Numerosos estudios describen las propiedades físicas y mecánicas de la madera y, otros tantos, se enfocan en las propiedades hidráulicas, para comprender cómo los árboles son capaces de armonizar sus estructuras en respuesta a las variaciones ambientales. Sin embargo, son escasas, casi nulas, las referencias que relacionan ambos aspectos y que permitan saber si es posible promover una silvicultura y/o una selección de genotipos con características tecnológicas deseables sin condicionar su capacidad de respuesta frente al aumento del estrés abiótico producto del cambio climático.

Las prácticas silvícolas como podas y raleos tienen el potencial de mejorar las características de la madera y las oportunidades para agregar valor en etapas posteriores de transformación por maquinado, además de modificar la ecofisiología de las plantas con impactos sobre su eficiencia de crecimiento. Por otro lado, la variación de la densidad de la madera entre individuos y dentro de estos puede ser atribuida al acervo genético propio de cada individuo, la edad cambial [1], la disponibilidad de recursos, como así también es afectada por condiciones ambientales, como el clima.

Efectos climáticos extremos

Tanto a nivel mundial, como nacional y regional, existe una creciente preocupación sobre los escenarios climáticos futuros.

La SAyDS de la Nación publicó en su 3° Comunicación Nacional sobre Cambio Climático que, en los últimos 50 años, la temperatura en Argentina aumentó menos de 0,5° C a nivel de todo el país y más de 1° C en la región Patagónica. De la misma manera, ha aumentado el índice de eventos climáticos extremos, mientras que las proyecciones para un futuro inmediato hablan de un aumento de temperatura independientemente de las emisiones de gases de efecto invernadero.

La reducción del crecimiento y la mortalidad de árboles, documentados en varias regiones del planeta (Figura 1), son asociados con procesos fisiológicos de estrés inducidos por un factor causal en común: elevada temperatura y/o estrés hídrico.

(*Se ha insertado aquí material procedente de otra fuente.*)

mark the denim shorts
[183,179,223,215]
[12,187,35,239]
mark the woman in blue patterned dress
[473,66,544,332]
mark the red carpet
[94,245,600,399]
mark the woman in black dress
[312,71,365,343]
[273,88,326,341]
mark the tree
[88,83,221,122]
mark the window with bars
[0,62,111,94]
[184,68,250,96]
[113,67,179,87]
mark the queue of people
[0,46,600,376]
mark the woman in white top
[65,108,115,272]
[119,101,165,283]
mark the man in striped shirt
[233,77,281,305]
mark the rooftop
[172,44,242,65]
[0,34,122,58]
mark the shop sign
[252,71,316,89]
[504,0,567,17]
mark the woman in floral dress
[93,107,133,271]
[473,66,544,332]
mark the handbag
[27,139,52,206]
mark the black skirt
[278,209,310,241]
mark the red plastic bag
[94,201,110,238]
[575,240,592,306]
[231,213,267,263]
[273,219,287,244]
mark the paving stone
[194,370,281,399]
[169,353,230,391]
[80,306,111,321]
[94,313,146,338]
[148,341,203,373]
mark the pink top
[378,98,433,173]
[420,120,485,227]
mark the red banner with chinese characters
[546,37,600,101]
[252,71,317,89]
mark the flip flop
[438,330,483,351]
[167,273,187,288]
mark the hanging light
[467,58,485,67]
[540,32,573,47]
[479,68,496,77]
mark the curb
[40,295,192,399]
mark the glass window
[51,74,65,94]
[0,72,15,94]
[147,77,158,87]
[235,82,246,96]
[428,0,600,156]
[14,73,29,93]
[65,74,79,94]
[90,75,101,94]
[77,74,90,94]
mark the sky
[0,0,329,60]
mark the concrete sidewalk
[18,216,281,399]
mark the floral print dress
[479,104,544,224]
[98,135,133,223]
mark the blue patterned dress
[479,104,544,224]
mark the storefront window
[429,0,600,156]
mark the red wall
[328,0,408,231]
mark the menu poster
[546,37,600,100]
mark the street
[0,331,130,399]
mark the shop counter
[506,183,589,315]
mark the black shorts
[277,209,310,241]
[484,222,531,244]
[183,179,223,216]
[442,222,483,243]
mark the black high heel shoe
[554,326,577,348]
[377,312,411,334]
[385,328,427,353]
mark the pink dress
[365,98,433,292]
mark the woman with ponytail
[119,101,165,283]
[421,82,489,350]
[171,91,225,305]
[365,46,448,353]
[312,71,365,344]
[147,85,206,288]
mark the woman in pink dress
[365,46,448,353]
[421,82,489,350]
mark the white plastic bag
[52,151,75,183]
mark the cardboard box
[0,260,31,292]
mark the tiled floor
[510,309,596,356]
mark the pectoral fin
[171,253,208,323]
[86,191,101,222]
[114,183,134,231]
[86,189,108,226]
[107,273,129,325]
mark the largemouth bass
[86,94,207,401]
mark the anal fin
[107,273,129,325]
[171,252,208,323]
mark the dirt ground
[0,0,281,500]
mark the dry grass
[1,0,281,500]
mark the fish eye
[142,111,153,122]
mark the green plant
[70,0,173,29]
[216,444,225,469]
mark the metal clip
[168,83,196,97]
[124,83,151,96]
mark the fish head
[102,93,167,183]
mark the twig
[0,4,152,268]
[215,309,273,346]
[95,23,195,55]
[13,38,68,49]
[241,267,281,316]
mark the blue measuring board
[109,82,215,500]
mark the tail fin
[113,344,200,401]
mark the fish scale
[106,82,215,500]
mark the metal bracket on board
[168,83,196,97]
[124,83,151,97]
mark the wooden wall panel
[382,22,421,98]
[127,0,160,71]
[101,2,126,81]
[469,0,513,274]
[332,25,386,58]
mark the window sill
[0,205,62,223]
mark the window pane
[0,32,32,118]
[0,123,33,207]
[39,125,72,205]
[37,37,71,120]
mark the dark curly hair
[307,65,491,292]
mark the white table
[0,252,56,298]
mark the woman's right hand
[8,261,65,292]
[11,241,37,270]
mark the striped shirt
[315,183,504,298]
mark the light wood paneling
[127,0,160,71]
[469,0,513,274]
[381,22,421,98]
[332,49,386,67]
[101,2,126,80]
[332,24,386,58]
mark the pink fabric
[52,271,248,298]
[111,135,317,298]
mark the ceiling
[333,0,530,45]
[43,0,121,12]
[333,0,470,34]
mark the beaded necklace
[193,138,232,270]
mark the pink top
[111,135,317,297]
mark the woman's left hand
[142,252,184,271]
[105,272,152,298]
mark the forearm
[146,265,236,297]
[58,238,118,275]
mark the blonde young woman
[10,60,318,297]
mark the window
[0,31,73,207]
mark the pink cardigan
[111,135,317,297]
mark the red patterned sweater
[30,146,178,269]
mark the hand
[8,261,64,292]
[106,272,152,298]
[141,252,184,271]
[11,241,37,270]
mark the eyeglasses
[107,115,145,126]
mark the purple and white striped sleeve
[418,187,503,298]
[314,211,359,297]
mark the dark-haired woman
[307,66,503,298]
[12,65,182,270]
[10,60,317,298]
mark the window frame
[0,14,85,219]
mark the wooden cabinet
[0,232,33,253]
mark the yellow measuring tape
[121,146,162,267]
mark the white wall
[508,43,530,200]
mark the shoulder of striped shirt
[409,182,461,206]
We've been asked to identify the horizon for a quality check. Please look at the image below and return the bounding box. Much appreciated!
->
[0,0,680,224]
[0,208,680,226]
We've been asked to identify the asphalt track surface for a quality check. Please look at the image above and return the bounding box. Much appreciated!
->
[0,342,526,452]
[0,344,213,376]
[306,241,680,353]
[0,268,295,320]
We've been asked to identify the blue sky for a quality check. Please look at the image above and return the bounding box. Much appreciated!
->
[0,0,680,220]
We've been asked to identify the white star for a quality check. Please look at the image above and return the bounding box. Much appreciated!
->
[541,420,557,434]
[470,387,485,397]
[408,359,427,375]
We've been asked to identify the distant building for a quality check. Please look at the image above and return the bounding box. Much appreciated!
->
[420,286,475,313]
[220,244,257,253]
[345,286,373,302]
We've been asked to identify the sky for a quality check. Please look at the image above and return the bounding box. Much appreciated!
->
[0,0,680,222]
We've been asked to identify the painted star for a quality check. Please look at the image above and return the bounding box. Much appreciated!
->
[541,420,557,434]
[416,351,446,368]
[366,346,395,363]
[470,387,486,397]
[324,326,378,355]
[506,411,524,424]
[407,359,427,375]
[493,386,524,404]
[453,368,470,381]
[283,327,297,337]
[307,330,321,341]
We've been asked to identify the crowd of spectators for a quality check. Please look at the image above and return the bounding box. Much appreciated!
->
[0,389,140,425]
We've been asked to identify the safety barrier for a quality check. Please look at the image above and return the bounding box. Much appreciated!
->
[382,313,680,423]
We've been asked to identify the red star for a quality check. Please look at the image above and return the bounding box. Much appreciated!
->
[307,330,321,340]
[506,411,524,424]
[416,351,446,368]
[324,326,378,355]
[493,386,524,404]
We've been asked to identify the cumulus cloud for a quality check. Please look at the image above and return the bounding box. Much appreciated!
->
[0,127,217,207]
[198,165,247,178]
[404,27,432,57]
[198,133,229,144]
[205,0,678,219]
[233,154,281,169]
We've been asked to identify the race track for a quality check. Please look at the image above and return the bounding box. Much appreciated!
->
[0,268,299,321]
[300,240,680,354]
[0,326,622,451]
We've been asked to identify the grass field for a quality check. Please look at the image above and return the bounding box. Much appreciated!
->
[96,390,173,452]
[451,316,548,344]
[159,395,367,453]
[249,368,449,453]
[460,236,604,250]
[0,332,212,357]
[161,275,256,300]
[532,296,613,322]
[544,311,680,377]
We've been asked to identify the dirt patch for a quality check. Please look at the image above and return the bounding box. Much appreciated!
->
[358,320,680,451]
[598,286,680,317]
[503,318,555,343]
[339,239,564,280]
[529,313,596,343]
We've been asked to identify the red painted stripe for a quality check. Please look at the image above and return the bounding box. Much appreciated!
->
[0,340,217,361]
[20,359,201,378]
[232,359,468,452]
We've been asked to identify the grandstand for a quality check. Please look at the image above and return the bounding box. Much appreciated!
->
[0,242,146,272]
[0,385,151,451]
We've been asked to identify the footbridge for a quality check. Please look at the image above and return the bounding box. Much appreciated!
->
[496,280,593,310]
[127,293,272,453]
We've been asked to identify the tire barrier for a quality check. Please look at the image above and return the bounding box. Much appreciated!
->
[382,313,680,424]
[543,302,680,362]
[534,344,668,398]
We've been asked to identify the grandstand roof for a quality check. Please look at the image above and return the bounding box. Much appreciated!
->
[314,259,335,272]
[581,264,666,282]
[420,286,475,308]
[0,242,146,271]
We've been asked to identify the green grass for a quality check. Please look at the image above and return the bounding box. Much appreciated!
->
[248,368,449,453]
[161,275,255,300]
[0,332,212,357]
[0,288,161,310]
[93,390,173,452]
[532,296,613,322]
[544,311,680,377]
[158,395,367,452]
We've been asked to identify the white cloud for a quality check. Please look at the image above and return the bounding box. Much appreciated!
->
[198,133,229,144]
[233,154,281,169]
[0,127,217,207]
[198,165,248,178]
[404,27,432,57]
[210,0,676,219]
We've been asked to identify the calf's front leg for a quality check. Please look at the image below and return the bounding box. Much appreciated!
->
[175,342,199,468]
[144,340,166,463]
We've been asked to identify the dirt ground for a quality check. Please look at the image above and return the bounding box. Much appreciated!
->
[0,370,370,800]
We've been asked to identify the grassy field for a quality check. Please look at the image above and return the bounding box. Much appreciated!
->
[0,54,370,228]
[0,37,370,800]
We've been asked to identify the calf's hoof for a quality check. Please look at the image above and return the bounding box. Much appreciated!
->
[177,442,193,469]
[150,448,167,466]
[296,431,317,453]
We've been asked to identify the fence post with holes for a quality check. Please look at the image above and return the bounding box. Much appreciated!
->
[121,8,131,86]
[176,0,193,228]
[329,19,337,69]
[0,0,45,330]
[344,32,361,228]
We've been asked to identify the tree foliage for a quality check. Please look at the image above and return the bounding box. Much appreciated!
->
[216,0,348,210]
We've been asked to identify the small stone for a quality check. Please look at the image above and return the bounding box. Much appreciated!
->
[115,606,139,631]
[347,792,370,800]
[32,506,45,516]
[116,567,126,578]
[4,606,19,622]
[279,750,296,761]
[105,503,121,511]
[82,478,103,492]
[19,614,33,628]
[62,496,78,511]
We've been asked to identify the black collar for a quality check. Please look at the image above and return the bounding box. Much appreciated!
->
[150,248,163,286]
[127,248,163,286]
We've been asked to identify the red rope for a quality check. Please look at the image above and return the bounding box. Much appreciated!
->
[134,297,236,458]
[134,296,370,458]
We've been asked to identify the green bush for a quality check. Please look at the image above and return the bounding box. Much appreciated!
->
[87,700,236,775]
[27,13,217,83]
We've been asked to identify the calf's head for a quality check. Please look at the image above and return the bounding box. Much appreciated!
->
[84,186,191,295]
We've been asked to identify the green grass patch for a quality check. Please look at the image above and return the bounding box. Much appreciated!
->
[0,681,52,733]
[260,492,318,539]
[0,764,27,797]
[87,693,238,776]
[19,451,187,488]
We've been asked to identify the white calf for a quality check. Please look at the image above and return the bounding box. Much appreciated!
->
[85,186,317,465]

Independientemente de si existen limitaciones para el crecimiento desde el punto de vista climático, no existe tipo forestal o zona climática que no sea vulnerable al proceso de cambio climático. Lo mismo es de esperar para las distintas regiones forestales de Argentina, aunque seguramente los efectos tendrán distinta magnitud de acuerdo a la zona, la especie y el sitio. Sin necesidad de llegar a los extremos del decaimiento generalizado seguido de muerte, la reducción del crecimiento en plantaciones forestales puede ser considerada un fracaso económico del sistema productivo produciendo serios perjuicios, no sólo a las finanzas de los productores/empresas forestales, sino al Estado Nacional, dado que, la plantación de especies forestales es una actividad hoy día –y desde hace varias décadas- subsidiada a partir de diferentes mecanismos de promoción nacional.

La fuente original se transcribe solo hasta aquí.